Dorothy Parker named her parrot Onan, because he, too, spent his seed upon the ground. Maddox argued that a ‘true surrealist painting or object lay beyond interpretation,’ so that will have to suffice. Reuban Mednikoff was born in London to Russian Jewish parents, and joined up with Grace Pailthorpe to study Freudian psychoanalytical research, the results of which were praised by Breton, but the autocratic Mesens contrived to have them expelled from the British group in 1940, for not signing up to an agreement ‘not to join any other group or association, professional or other, including any secret society, other than the Surrealists.’
Henry Moore regarded himself as a Surrealist, but had to abandon the movement when he was called upon to be a war artist, while Paul Nash ‘did not claim Surrealism himself, the movement claimed him,’ and contact with the movement encouraged Nash in his own particular manner of ‘seeing things’ and ‘intensified his perception of the object’, but he never subscribed to the ideology of the movement.
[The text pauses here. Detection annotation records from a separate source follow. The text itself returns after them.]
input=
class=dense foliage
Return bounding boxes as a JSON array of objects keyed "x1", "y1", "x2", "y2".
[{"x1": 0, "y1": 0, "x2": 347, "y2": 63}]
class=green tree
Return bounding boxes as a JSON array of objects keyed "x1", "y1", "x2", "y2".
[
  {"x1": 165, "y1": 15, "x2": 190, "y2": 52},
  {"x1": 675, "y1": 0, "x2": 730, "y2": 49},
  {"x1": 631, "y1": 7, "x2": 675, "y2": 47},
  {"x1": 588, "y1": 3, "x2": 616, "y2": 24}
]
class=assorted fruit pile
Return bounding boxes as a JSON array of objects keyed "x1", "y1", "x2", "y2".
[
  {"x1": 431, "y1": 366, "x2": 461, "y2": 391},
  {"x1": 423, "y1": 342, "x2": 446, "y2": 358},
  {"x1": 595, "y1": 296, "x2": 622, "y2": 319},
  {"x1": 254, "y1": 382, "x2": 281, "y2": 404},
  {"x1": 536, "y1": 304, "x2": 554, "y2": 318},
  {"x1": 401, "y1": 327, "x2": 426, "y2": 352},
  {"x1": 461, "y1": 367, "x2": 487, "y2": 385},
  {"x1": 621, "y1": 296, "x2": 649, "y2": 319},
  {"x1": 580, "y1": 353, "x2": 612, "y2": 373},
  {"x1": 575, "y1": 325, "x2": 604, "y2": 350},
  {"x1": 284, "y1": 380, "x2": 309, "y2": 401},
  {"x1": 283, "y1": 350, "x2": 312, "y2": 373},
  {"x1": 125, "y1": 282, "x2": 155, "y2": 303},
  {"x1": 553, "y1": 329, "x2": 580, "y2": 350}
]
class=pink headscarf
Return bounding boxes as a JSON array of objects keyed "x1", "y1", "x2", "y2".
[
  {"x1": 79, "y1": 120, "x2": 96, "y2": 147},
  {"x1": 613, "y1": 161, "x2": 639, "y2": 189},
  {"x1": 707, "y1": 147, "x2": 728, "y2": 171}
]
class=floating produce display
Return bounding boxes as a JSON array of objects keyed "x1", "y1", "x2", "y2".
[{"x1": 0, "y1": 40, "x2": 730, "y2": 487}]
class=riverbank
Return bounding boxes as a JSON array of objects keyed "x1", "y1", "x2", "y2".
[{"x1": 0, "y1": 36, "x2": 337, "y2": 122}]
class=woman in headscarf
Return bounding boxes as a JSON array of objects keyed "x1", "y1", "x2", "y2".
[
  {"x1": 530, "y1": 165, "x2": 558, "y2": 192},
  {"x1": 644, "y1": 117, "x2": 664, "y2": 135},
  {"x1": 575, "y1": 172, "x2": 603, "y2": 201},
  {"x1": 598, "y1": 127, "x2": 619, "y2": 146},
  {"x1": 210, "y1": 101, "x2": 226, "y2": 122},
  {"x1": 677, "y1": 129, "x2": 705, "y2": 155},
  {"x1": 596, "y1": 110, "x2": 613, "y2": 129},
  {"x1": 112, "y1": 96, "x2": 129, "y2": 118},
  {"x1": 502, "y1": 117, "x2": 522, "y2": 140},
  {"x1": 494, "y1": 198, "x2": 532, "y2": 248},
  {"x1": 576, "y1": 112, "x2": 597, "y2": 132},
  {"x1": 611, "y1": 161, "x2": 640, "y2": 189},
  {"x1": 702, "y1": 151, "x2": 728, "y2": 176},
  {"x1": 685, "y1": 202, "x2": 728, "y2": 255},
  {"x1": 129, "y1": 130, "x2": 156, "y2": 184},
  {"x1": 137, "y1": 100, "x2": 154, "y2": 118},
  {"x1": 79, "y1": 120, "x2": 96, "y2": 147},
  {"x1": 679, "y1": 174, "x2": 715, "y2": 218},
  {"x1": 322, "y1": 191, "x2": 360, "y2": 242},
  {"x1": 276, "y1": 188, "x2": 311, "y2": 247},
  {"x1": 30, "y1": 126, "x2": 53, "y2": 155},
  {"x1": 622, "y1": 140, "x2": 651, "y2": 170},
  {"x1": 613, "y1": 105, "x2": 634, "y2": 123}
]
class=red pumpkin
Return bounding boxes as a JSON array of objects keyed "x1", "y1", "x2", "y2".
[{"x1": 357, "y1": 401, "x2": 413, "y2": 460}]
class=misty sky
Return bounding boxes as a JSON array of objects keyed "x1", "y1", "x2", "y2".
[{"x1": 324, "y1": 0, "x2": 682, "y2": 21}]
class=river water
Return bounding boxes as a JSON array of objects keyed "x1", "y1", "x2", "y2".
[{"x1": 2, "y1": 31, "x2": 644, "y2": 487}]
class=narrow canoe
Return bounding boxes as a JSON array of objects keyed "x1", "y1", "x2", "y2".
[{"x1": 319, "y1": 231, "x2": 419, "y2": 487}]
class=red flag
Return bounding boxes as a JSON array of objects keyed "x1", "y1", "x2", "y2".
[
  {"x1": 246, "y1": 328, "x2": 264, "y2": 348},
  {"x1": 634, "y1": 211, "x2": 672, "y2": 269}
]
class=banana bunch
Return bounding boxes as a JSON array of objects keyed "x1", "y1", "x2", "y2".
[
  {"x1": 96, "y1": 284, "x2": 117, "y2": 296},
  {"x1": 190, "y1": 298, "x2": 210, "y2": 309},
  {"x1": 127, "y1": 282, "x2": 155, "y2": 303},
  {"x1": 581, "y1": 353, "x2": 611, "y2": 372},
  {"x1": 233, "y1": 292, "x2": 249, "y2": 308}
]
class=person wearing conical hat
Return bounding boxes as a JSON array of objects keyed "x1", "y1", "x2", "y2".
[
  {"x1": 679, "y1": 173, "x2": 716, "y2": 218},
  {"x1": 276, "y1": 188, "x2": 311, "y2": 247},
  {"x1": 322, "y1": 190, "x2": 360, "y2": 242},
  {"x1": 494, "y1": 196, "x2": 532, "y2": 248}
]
Others include John Banting, who died in drunken obscurity in 1972, Graham Sutherland, who went on to become one of the most prominent figures in modern British painting, Edward Burra a stunningly original painter, Frederick Edward McWilliam, who has a single, terrifying sculpture in the show, and said, ‘I was for surrealism but not with it.’ This comprehensive exhibition rounds off with Sam Haile, Tristram Hiller, Stanley Hayter, master printmaker, John Tunnard, John Armstrong, John Bigge, Cecil Collins, who was thrown out of the movement when it was discovered he had Christian tendencies, Oscar Mellor and Julian Trevelyan, who ended up marrying the still life painter, Mary Feddon, a darling of the Royal Academy Summer Show.
Image: The Old Maids. Leonora Carrington. © The Sainsbury Centre for Visual Arts UEA.